In other words, the Lord is saying, “There are things I want to accomplish through you and your ministry, Paul, that I can only accomplish if I empty you of your pride, your ego, your selfishness—and this thorn is the best way to do that! You have to trust me on that!”
As far as the Lord is concerned, therefore, more humility, more faith, and greater spiritual power are better than things like physical health and comfort; they’re better than safety and security; they’re better than the absence of pain or emotional turmoil.
Between you and me, I’m not so sure I agree with God about this. How about you? I’m tempted to say, “You know what, God? I could live with a little extra pride in myself if it meant having more comfort in this world. I’d be willing to make that sacrifice!” Or “I could stand trusting in Jesus just a little less if it meant having more earthly treasure—you know, things like money, recognition, romantic love, popularity, worldly success. I think I could live with that, Lord! I’d be willing to make that trade-off!” Or “I’d take a little less spiritual power, Lord, if it means more worldly power! Spiritual power doesn’t put food on my table or gas in my tank!”
Well, of course I would be tempted to say that! What do I know? I am filled with sin!
But notice what Paul says in verse 10: “For the sake of Christ, then, I am content…” For the sake of Christ! If we are living for the sake of career, we will never be content. Or for the sake of family… or romantic relationships… or for the sake of fame and fortune and reputation… or for the sake of my hobbies. Living for the sake of anything other than Christ will never bring contentment! In fact, nothing Paul says here will make sense if we’re unwilling to live for the sake of Christ!
What I know for sure—in spite of my sin—is that nothing I’ve tried so far has helped me to be content with weaknesses, insults, hardships, persecutions, and calamities. What I know is that my way isn’t working very well, so maybe I should try it God’s way for a change!

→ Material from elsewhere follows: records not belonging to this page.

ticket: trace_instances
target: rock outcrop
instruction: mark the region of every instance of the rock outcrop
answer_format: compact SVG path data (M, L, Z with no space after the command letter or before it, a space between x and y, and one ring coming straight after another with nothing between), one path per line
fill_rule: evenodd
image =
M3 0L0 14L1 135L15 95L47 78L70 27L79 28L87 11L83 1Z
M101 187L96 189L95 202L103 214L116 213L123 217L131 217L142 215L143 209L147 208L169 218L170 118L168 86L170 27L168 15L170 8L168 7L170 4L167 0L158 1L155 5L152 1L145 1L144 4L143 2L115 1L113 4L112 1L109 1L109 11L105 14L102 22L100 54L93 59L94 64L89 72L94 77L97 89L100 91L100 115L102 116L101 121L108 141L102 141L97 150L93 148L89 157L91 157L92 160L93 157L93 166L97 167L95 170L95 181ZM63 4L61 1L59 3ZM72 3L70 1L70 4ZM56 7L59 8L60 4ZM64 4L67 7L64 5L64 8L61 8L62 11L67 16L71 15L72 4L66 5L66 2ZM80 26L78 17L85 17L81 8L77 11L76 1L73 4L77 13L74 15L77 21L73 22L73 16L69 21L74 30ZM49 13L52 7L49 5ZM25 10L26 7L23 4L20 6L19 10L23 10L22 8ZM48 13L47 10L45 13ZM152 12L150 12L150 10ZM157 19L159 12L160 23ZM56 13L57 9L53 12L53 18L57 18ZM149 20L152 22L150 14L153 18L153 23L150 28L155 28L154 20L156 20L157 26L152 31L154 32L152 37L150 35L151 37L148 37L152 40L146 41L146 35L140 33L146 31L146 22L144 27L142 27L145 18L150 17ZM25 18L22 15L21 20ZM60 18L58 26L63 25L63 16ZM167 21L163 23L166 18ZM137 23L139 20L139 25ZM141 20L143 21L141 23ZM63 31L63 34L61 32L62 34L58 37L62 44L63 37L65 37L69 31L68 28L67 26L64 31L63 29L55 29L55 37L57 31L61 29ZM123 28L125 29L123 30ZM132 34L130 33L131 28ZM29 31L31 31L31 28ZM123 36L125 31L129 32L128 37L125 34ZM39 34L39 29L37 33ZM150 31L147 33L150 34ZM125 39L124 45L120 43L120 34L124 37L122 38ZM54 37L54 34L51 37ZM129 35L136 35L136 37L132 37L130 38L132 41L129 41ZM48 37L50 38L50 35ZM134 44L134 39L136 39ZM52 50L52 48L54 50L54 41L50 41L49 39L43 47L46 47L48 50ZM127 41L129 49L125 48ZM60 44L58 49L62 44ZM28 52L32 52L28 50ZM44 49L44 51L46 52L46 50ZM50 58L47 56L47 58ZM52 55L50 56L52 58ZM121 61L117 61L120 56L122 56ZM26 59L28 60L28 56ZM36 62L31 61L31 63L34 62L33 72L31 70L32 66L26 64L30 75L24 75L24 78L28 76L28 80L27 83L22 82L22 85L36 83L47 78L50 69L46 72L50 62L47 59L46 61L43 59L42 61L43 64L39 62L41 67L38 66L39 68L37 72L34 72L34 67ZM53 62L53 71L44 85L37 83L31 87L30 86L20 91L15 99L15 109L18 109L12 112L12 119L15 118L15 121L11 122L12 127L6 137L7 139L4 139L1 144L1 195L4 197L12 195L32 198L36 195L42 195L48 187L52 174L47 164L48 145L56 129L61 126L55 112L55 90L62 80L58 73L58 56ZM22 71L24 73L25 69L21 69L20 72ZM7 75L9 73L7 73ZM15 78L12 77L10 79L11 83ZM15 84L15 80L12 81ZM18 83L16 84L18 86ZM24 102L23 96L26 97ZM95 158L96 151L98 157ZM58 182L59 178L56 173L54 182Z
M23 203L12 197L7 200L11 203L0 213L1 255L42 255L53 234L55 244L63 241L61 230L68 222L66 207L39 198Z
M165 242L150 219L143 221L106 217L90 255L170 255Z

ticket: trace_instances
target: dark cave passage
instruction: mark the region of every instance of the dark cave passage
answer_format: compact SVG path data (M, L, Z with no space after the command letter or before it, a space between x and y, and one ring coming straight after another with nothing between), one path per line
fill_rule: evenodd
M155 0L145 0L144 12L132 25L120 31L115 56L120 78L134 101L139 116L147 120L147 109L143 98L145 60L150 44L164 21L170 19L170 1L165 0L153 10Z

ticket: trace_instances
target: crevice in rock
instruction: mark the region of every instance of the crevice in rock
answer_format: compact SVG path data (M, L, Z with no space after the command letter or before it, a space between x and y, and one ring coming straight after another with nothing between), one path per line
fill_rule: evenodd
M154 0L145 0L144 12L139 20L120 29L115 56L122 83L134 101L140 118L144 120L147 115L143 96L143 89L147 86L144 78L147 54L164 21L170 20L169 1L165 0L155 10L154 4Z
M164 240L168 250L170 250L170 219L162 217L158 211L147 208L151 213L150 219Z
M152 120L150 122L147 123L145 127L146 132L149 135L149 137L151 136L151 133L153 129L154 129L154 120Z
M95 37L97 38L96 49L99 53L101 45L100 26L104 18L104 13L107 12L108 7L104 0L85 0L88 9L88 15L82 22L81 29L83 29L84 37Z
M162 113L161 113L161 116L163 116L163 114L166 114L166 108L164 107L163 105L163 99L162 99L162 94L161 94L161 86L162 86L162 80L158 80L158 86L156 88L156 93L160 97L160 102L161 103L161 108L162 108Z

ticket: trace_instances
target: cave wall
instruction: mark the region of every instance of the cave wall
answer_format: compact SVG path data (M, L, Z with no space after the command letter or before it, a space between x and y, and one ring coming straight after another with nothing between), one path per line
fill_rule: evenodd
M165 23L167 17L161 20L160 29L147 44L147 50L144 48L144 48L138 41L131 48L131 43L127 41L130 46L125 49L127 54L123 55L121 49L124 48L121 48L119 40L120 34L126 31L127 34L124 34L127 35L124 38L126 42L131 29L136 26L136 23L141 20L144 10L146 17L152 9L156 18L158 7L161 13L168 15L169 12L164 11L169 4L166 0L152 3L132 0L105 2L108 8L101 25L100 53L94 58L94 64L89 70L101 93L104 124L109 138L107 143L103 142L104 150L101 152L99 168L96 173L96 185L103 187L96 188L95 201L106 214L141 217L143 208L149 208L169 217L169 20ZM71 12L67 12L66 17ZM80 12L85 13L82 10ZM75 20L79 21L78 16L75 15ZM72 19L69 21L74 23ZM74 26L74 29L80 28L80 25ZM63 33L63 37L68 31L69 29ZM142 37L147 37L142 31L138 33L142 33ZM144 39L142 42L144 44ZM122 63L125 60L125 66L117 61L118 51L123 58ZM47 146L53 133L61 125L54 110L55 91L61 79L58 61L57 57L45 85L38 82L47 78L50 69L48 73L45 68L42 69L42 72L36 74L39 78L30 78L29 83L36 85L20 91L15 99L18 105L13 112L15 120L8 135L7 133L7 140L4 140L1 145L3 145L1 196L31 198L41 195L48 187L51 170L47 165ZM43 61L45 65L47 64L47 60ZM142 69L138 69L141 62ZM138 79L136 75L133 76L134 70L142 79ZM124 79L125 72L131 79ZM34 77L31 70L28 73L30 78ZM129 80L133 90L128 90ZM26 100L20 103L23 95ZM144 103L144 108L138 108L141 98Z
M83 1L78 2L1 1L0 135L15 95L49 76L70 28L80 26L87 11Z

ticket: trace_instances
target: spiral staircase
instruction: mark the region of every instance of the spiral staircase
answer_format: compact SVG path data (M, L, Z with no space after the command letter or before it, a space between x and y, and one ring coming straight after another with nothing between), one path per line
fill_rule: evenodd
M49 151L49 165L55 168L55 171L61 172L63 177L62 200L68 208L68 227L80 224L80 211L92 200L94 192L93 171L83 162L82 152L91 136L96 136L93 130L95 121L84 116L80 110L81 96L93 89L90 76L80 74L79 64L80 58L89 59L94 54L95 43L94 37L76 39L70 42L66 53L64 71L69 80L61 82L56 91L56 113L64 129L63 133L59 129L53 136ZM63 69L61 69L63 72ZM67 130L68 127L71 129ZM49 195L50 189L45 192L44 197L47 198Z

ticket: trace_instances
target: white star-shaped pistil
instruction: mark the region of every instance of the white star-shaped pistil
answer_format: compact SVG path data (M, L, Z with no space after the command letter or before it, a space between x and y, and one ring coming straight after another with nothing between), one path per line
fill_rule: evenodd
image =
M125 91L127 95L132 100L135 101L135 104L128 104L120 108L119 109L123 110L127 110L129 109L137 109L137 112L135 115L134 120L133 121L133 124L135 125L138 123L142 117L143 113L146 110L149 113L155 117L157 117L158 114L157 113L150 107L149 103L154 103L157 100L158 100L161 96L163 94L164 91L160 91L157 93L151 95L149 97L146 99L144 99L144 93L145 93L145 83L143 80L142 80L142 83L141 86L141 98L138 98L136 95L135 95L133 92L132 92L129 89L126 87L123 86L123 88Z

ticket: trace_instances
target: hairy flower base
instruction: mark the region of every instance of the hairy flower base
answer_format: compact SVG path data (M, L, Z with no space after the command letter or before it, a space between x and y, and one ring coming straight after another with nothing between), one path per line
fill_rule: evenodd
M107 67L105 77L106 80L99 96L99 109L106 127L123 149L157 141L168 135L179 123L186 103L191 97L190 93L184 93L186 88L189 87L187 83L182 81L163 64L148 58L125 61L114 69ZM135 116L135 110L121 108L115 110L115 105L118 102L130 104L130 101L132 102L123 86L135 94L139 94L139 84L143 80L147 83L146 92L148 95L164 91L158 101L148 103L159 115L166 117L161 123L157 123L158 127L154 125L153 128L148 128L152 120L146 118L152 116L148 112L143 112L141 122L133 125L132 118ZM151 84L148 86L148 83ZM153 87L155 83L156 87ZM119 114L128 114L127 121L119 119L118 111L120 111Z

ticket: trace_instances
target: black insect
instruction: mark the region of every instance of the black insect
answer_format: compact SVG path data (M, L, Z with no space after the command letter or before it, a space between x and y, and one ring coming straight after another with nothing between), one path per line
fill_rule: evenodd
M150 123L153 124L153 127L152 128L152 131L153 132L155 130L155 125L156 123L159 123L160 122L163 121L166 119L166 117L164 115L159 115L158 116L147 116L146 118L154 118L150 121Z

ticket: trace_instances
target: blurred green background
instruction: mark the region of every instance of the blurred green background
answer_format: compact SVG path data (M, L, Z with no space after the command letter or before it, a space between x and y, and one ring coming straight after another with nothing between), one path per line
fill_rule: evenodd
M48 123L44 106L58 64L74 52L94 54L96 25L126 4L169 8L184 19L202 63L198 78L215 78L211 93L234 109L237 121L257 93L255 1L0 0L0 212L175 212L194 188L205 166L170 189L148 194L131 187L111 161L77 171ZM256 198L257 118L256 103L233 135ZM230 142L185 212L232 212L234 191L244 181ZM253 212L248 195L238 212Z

My problem is, I’m not good at volunteering to do it God’s way, so God sometimes has to send me “thorns” to force me to do it his way!
My point is, it doesn’t matter what I want… God wants something better for me than I want for myself.
You’ve probably heard that old cliché about prayer. When we pray, God always answers our prayers. And he always either says, “yes,” “no,” or what? Wait.
Based on today’s scripture, I think I would modify that a little bit.
It’s not so much that the Lord says “yes,” or “no,” or “wait.” Based on Paul’s experience, it’s more like the Lord says “yes” or “no.” But he only says no because he’s got something better for you.”
If you’re a child of God through faith in Christ, and God is telling you no… it’s only because he’s got something better for you!
Heavenly Father, give us the faith to to believe that!